JO 2030 : le cas niçois doit être tranché ce mardi
JO 2030 : le cas niçois tranché ce mardi

Après plusieurs reports et un suspense haletant, les parties prenantes des Jeux olympiques d'hiver 2030 en France doivent trancher ce mardi le cas niçois. La décision sera officialisée le lendemain à Marseille. Il s'agit de déterminer si le pôle glace d'Alpes 2030 atterrira bien à Nice, en totalité ou en partie. « Le dossier avance », se félicite la Région.
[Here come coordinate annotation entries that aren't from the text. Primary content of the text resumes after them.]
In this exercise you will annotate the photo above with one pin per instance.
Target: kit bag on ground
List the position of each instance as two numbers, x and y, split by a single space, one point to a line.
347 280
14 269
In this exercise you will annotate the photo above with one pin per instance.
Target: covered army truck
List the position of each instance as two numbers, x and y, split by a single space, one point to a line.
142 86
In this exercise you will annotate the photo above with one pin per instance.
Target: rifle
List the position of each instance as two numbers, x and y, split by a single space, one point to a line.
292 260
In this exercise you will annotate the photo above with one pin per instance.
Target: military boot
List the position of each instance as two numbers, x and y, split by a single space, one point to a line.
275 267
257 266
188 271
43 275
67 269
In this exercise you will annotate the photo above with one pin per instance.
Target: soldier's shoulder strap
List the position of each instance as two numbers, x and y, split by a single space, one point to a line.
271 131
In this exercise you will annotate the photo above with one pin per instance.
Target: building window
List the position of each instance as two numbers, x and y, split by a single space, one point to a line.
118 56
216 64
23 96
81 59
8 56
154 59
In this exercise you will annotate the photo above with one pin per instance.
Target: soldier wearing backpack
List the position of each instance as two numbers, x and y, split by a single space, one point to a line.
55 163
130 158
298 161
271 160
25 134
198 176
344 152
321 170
Des réunions techniques à Nice

Pour la troisième fois en huit jours, les équipes techniques se sont réunies à Nice ce lundi. L'objectif était de trouver un terrain d'entente entre le projet olympique et paralympique initial, porté par Renaud Muselier (Région Sud) et Christian Estrosi, et les contre-propositions de la Ville désormais dirigée par Eric Ciotti (UDR-RN). Les discussions portent principalement sur le hockey sur glace, l'épreuve la plus importante en termes de billetterie pour les Jeux prévus du 1er au 17 février 2030.

Un accord sur l'essentiel

Pour le patinage artistique, le short-track et le curling, la cause semble entendue. Si Nice reste dans la course, ces disciplines se dérouleront au futur complexe omnisports olympique (COOL) dans la plaine du Var, tandis que le palais Nikaïa accueillera une autre patinoire. Le village olympique et le centre médias suivraient le plan initial, et la baie des Anges pourrait espérer une cérémonie de clôture mémorable. « L'ensemble des sujets a été traité », indiquait la Région jeudi dernier, y compris les 28 matchs de hockey féminin, qui pourraient se tenir au Palais des expositions sur une patinoire provisoire de près de 10 000 places. L'Allianz Riviera semble en revanche exclu, car il serait trop contraignant de le couvrir et de l'immobiliser pendant plusieurs mois.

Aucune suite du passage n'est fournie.